By Lior Rokach and Oded Maimon: Clustering Methods
By Lior Rokach and Oded Maimon: Clustering Methods
This paper is based on the defining what are the criteria used to determine
whether two objects are similar or not and what are the different types of
Clustering Methods
Criteria for evaluating a cluster whether it is good or not is divided into two
categories which is Internal and External. Internal Quality metrics usually measure
the compactness of the cluster. Sum of Squared Error (SSE) being the simplest and
most widely used. It is measures by squaring the deviation for each of the value.
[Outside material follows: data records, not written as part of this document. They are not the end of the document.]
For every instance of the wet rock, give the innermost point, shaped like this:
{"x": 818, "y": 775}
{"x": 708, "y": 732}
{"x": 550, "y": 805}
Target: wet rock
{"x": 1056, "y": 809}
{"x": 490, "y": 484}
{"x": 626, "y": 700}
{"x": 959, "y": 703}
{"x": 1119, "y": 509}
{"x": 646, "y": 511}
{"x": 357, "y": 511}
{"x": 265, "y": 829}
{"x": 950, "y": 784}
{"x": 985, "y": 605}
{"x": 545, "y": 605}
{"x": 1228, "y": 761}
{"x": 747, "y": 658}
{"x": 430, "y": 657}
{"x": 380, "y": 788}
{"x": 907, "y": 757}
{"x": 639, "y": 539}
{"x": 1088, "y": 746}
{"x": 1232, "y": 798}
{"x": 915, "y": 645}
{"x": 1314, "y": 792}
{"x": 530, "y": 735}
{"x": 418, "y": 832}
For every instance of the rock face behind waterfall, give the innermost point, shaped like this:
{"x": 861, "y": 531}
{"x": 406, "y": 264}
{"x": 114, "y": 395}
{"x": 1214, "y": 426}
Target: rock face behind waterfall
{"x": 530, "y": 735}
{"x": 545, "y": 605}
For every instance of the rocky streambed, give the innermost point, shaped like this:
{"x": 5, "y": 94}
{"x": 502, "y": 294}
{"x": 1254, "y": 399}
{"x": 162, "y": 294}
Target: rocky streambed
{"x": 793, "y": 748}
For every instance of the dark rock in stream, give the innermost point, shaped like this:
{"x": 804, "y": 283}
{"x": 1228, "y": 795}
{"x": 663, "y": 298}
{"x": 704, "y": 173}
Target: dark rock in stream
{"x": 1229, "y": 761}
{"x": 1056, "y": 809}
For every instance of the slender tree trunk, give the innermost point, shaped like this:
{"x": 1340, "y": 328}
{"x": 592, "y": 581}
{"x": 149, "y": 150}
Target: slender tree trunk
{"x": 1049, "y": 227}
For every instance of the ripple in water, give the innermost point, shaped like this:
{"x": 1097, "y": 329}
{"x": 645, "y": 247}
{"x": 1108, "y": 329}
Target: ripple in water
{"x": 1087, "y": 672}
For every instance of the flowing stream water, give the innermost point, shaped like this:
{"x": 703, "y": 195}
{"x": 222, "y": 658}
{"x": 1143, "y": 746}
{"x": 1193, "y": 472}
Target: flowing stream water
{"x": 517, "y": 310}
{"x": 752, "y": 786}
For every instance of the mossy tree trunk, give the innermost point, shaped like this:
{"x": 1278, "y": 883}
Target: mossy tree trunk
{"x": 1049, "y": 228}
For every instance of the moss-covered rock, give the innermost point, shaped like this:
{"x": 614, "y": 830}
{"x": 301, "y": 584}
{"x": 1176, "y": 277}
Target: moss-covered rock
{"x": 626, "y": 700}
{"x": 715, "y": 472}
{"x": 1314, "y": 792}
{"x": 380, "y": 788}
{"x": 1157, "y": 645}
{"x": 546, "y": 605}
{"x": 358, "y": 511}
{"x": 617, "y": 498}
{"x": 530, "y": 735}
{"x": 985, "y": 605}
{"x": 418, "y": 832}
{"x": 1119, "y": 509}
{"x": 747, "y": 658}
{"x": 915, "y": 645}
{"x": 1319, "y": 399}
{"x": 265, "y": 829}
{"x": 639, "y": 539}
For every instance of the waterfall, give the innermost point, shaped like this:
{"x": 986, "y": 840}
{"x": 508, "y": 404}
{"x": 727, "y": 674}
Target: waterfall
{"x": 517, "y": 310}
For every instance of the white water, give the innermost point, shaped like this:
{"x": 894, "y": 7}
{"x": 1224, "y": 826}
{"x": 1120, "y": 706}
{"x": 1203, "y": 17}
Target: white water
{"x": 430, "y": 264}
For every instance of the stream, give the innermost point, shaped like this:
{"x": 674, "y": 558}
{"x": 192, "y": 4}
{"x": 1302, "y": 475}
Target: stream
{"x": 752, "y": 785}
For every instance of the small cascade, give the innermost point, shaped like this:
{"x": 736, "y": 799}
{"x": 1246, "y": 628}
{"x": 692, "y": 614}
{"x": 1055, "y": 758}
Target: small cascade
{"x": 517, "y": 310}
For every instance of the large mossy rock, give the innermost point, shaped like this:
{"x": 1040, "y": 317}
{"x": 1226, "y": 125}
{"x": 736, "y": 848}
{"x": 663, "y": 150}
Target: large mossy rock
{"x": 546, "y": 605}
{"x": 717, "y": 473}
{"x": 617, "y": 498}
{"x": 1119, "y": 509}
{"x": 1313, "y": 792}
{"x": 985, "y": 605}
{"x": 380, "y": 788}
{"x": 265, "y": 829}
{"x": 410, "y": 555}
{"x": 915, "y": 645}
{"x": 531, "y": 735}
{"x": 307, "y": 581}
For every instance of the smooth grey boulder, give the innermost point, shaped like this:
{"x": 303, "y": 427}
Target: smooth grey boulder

Clustering Method that minimize the SSE criterion are often called minimum
variance partitions. SSE criterion is suitable for cases in which the cluster form
compact clouds that are well separated from one another. Internal Quality can
also be measured by Scatter Criteria which is being derived from the scatter
matrices, reflecting the within-cluster scatter, the between-cluster scatter and
their summation that is the total scatter matrix. External Quality Criteria on other
hand can be useful for examining whether the structure of the clusters match to
some predefined classification of the instances. It can be measured using Mutual
Information. Precision-Recall is a way of measuring external quality which check
the fraction of correctly retrieved instances out of all matching instances. Rand
Index is a simple criterion used to compare two clustering structure can be
calculated by dividing number of pairs of instances that are assigned to same
cluster or are assigned to different cluster in both the clustering structure to the
total number of pairs of instances.
Using the above criteria many clustering algorithm has been developed, each of
which uses a different induction principle. Clustering methods are mainly divided
into two groups: hierarchical and partitioning methods, and three additional main
categories: density-based methods, model-based clustering and grid-based
methods.
Graph theoretic methods are method that produce cluster via graphs. A well
known graph theoretic algorithm is based on Minimum Spanning Tree(MST).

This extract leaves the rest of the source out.